Finally caught a break, which means it’s time to write another post. Today’s post is about a new river I got to paddle called the Contoocook, or Took for short. Overall, a very fun stretch of river flowing right through the town of Henniker, NH. My friends and I enjoyed the section right above, a class III-IV- 3 mile run. So here’s the brief synopsis.
The Took is about an hour and forty-five minutes northwest of Boston, and fortunately this river had an easy, quick shuttle. The river itself reminded me a lot of a meatier version of the Pigeon, in North Carolina. The Took was at a little over 8 feet, on the lower end, but not bony and still a lot of fun. This river is definitely meant for the play boat, full of fun surfs and holes. Oh, and only ONE rapid is made up of an old dam! I couldn’t believe it, only one old dam rapid at a New England river.
As fun as it was, honestly the Took had only one rapid, Freight Train, that I could really remember.
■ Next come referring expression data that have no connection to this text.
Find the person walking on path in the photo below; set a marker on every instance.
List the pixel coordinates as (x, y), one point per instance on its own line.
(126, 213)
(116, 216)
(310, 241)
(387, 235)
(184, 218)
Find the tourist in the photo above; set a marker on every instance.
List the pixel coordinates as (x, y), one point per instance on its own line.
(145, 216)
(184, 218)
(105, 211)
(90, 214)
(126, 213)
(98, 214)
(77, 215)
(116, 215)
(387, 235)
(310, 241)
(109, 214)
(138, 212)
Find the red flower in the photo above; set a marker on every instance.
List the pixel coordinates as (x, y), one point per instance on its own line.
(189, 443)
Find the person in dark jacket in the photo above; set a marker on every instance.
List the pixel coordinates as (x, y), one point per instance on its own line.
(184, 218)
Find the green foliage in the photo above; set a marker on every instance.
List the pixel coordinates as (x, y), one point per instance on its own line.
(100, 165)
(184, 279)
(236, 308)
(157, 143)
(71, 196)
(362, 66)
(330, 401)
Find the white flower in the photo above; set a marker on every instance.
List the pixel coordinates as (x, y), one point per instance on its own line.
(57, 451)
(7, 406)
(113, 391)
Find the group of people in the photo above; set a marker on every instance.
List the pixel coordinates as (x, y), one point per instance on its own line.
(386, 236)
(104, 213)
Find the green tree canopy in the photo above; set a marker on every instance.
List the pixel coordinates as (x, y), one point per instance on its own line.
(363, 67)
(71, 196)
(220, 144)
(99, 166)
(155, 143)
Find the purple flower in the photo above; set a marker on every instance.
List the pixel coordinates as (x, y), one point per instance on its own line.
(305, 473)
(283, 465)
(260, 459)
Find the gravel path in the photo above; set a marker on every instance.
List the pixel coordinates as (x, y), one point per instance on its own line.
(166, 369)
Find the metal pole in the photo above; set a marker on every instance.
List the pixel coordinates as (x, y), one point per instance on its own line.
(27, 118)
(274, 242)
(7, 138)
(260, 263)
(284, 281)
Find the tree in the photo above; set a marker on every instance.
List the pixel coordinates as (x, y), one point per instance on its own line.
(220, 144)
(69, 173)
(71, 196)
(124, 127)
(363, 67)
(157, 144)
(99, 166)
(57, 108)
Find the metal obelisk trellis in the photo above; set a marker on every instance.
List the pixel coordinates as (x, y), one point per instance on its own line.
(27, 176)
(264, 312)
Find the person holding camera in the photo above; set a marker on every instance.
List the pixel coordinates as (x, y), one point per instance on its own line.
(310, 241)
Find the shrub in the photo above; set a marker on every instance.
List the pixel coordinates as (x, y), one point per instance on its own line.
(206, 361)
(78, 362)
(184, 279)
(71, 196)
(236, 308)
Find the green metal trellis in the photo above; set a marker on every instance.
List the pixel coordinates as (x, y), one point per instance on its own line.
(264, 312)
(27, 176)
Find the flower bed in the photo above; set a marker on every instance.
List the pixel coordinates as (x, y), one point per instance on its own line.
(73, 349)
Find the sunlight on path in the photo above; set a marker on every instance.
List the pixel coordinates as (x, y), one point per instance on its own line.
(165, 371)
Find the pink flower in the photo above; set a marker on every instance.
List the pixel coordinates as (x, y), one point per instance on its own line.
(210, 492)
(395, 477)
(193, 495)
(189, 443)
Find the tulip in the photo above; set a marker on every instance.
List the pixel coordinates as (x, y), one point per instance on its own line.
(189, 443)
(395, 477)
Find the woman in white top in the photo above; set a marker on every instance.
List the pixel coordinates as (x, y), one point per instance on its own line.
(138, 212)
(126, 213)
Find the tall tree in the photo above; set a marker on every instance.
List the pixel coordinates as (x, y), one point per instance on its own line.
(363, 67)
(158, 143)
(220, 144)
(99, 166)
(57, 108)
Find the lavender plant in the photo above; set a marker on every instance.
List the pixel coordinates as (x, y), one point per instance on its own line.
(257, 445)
It was the last rapid, and labeled a class IV, though I’d give it a class IV- at that level (maybe a III+). The gist of this rapid is to watch for holes to either slide between or just punch through. It’s also a good spot for eddy hopping. After that, calm water slowly takes you to the takeout right behind the main road bridge.
The Little Extras of Boating
My favorite part to the day was probably actually the two times we saw deer galloping through the forest. The first time, two of them sprinted gracefully along the shore line, with small pauses to gaze back at us and each other before they continued on their way. The other time, we saw three climbing the steep slope from the road down to the riverbank. This time, we were lucky to be on the same side of the river as the deer so we got a closer look at them.
I was so content to just sit there in my boat and watch them wonder away from the river, and the moment made me really happy to be a boater for reasons other than plowing through a technical or big rapid. Though seeing deer run through the forest is nothing new for a lot of people, seeing it from something as natural as the river, not from the side of the street behind the glass of a window, gave me a better sense of the deer than I believe I ever had before. Yet another reason to love the world we live in.